James Sherk concludes:

Instead, [the rules] will effectively convert millions of salaried professional employees into hourly workers required to clock their time. Millions of workers will find that their employers can no longer pay them for a job completed instead of hours worked. While this makes little difference for employees with a fixed-job site, it will hurt those capable of working remotely. It will severely limit their use of the flexible work arrangements and telecommuting options that many rely on to balance their work and family lives. Expanding overtime regulations to more salaried employees will hurt the workers the White House wants to help.

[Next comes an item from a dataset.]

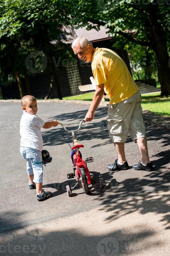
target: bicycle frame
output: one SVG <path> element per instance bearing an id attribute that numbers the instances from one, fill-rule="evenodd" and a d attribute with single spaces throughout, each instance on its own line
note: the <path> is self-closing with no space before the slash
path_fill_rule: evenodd
<path id="1" fill-rule="evenodd" d="M 65 126 L 65 125 L 64 124 L 60 122 L 58 122 L 58 124 L 60 125 L 63 126 L 64 130 L 66 131 L 67 132 L 71 132 L 72 133 L 73 144 L 73 147 L 72 148 L 72 149 L 73 149 L 73 148 L 74 147 L 74 142 L 75 140 L 75 132 L 78 131 L 80 129 L 83 123 L 83 122 L 84 122 L 84 120 L 83 119 L 80 122 L 79 127 L 76 130 L 71 130 L 70 131 L 67 130 Z M 78 145 L 81 146 L 81 147 L 79 147 Z M 75 151 L 75 153 L 74 154 L 73 156 L 74 160 L 73 165 L 74 168 L 76 168 L 76 169 L 77 181 L 79 183 L 80 180 L 81 179 L 81 173 L 80 170 L 80 168 L 83 168 L 85 170 L 88 184 L 90 184 L 91 181 L 90 172 L 85 161 L 83 160 L 80 156 L 80 154 L 79 150 L 80 147 L 84 147 L 84 146 L 81 144 L 78 144 L 77 146 L 77 147 L 76 147 L 74 149 L 74 150 Z M 74 156 L 75 155 L 76 156 L 76 159 L 75 156 L 74 158 Z M 74 171 L 75 170 L 74 168 Z"/>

But maybe one of the less reported outcomes of the rules are their terrible impact on employment innovation. At a time when the sharing economy is exploding and a growing number of Americans are moving away from traditional forms of employment, these rules are forcing everyone to follow an old one-size-fits-all model. These rules are likely to — and they may even be meant to — hinder the great innovations we are witnessing in the labor market thanks to technology. Rather than more rules, we should be going in the direction of permissionless employment. I made that case over at Reason a few months ago:

The good news is that permissionless employment is well on its way, thanks to the efforts of startups that use smartphone apps to match jobs with independent contractors. Examples go far beyond the well-known ride-booking platforms Uber and Lyft—there are also cleaning services like Homejoy, grocery delivery services like Instacart, last-minute errand-running services like TaskRabbit, restaurant-quality meal delivery services like SpoonRocket, and the list goes on.

This “demand economy” fundamentally challenges the work arrangements that became standard in the 20th century, and lawmakers and unions—who knew how to get ahead at others’ expense under those old arrangements—are not particularly happy about it. Fortunately, consumers increasingly are satisfied with the new economy.

But I guess it is too much to ask for our rulers — who think that they know best what is good for us and are committed to protecting us against our will — whether we need protection or not.

Last week, I wrote about Hillary Clinton’s outdated vision of the labor market.

Update: The administration claims the new rules will affect about 5 milllion workers.